Guards: :when Clauses
Guards add conditions beyond pattern shape:
(match temperature
(n :when (> n 100) "boiling")
(n :when (< n 0) "freezing")
(_ "moderate"))
The guard :when (> n 100) is an additional check — the pattern n matches any value, but the body only runs if the guard is also true.

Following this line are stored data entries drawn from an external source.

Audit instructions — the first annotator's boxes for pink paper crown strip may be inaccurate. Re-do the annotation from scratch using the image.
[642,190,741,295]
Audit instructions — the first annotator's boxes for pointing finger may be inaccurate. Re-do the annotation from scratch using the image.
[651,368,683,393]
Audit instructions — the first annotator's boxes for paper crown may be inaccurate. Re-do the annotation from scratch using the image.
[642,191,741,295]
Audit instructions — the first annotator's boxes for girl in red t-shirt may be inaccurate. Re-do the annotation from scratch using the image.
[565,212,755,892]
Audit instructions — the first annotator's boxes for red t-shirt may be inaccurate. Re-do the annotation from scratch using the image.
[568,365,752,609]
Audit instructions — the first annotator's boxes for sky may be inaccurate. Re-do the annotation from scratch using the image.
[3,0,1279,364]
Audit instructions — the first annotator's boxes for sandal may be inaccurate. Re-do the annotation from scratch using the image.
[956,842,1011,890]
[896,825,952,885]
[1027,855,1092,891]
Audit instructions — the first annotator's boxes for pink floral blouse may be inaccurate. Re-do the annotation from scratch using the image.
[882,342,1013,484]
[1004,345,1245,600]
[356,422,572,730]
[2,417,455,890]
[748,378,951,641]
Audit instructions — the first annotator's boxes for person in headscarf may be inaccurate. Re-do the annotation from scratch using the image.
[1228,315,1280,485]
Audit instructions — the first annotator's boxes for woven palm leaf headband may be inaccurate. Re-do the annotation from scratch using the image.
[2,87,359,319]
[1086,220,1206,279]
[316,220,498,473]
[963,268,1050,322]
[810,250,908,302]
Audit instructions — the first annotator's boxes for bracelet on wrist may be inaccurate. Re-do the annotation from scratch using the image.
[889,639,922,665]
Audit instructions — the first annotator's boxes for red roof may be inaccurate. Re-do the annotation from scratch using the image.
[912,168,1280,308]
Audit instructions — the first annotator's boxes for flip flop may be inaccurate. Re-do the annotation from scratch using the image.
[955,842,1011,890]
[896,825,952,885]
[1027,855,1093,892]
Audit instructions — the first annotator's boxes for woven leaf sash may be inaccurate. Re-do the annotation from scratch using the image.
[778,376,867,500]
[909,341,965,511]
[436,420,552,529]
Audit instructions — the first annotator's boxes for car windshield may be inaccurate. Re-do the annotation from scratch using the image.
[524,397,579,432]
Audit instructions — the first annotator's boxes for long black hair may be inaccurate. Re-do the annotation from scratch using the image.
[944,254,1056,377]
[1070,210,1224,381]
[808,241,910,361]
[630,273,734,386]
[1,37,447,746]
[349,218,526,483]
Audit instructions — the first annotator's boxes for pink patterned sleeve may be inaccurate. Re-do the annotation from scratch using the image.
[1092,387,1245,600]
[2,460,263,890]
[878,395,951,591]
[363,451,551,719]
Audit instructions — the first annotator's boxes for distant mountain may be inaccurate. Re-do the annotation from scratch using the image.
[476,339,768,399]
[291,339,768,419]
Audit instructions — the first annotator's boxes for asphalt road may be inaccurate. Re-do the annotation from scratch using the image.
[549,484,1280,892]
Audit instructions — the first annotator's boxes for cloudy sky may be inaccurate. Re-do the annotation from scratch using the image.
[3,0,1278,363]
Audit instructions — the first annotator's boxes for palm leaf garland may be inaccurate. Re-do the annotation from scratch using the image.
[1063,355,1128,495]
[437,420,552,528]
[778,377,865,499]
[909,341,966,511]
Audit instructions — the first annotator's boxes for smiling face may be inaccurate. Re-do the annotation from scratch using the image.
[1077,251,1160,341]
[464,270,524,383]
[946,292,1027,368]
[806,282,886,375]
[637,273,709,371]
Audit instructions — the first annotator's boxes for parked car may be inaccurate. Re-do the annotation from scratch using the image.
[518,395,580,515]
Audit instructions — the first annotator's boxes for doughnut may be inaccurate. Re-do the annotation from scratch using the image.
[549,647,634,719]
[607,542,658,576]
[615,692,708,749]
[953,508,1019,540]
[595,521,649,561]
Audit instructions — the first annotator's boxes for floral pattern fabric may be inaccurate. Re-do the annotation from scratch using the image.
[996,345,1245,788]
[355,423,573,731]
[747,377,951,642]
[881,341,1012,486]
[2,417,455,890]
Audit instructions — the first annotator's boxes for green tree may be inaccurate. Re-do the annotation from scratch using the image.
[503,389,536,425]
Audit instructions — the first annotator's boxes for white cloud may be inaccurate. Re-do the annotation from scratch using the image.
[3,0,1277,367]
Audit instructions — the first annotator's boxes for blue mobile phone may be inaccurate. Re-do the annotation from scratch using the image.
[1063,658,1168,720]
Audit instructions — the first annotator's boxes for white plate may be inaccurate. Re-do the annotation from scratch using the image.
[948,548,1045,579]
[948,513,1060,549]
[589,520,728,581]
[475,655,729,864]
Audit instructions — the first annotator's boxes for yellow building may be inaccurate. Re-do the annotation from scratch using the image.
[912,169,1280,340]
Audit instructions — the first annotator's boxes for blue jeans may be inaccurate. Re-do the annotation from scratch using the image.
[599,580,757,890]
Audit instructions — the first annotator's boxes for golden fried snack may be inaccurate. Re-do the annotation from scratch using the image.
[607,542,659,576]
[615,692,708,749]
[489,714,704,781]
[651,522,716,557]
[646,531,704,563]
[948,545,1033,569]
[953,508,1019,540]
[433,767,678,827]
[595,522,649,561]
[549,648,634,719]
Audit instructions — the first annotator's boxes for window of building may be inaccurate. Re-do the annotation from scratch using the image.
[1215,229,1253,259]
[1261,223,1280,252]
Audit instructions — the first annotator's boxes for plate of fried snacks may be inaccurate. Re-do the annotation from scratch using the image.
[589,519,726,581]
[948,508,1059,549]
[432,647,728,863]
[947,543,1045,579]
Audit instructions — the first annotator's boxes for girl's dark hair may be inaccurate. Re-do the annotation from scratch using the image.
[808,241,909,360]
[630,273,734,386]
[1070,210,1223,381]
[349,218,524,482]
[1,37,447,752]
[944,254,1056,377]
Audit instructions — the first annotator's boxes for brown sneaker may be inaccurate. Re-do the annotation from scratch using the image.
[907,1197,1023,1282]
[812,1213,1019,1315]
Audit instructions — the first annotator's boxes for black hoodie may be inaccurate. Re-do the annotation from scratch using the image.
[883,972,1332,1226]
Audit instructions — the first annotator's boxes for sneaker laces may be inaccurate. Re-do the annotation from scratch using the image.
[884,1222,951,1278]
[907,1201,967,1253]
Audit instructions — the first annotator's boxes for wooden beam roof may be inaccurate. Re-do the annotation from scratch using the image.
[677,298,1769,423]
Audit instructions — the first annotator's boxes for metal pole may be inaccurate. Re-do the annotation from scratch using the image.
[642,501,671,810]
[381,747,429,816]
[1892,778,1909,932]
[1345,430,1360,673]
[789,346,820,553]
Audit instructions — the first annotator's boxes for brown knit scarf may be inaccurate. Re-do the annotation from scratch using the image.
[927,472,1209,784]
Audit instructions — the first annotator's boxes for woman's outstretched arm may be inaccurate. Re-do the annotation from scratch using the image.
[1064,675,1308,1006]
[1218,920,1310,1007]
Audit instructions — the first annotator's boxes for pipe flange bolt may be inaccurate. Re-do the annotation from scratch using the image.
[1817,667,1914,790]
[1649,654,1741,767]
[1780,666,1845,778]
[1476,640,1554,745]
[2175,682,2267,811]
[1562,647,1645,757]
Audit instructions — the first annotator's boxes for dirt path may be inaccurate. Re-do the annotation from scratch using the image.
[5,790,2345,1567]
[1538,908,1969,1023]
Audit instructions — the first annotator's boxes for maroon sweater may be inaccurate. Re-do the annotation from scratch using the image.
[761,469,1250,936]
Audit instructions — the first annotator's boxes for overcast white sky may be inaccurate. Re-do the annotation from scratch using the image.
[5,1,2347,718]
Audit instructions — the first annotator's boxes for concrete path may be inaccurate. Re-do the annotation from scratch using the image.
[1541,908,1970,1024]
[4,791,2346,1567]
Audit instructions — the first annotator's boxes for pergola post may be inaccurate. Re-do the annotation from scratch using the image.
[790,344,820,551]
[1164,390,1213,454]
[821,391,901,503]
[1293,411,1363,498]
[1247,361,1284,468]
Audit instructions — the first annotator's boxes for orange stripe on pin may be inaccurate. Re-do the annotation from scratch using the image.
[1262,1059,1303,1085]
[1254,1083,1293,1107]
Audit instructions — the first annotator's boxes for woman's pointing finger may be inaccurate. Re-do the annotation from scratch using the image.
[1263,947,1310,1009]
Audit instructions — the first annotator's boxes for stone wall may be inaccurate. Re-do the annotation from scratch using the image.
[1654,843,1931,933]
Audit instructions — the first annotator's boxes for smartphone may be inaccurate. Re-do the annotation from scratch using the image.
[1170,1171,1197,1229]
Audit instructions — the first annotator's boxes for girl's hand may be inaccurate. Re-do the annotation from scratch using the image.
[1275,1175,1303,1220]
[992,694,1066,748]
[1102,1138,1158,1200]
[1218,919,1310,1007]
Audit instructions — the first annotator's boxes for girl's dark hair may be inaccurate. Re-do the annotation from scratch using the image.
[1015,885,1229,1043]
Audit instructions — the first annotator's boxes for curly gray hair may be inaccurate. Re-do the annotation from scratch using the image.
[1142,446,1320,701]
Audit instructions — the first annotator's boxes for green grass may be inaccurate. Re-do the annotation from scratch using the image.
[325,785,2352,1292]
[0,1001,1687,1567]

Guards Make Clauses Partial
A guarded clause does not satisfy exhaustiveness for its pattern. This is the critical rule:
;; COMPILE ERROR: guarded Some is partial, no unguarded Some
(match opt
((Some v) :when (> v 0) (use v))
(None (fallback)))
The compiler rejects this — (Some v) :when (> v 0) only handles some Some values (the positive ones). What about negative ones? Zero? The guard makes the clause partial, and a partial clause doesn’t count toward exhaustiveness.
The Fix
Either add an unguarded clause for the same variant, or use _ to catch everything else:
;; OK: unguarded Some catches the rest
(match opt
((Some v) :when (> v 0) (use-positive v))
((Some v) (use-nonpositive v))
(None (fallback)))
;; Also OK: wildcard catches everything else
(match opt
((Some v) :when (> v 0) (use-positive v))
(_ (fallback)))
Guards are for refining a pattern, not replacing exhaustiveness. The compiler insists that every case is handled — guards just let you handle the same case differently depending on a condition.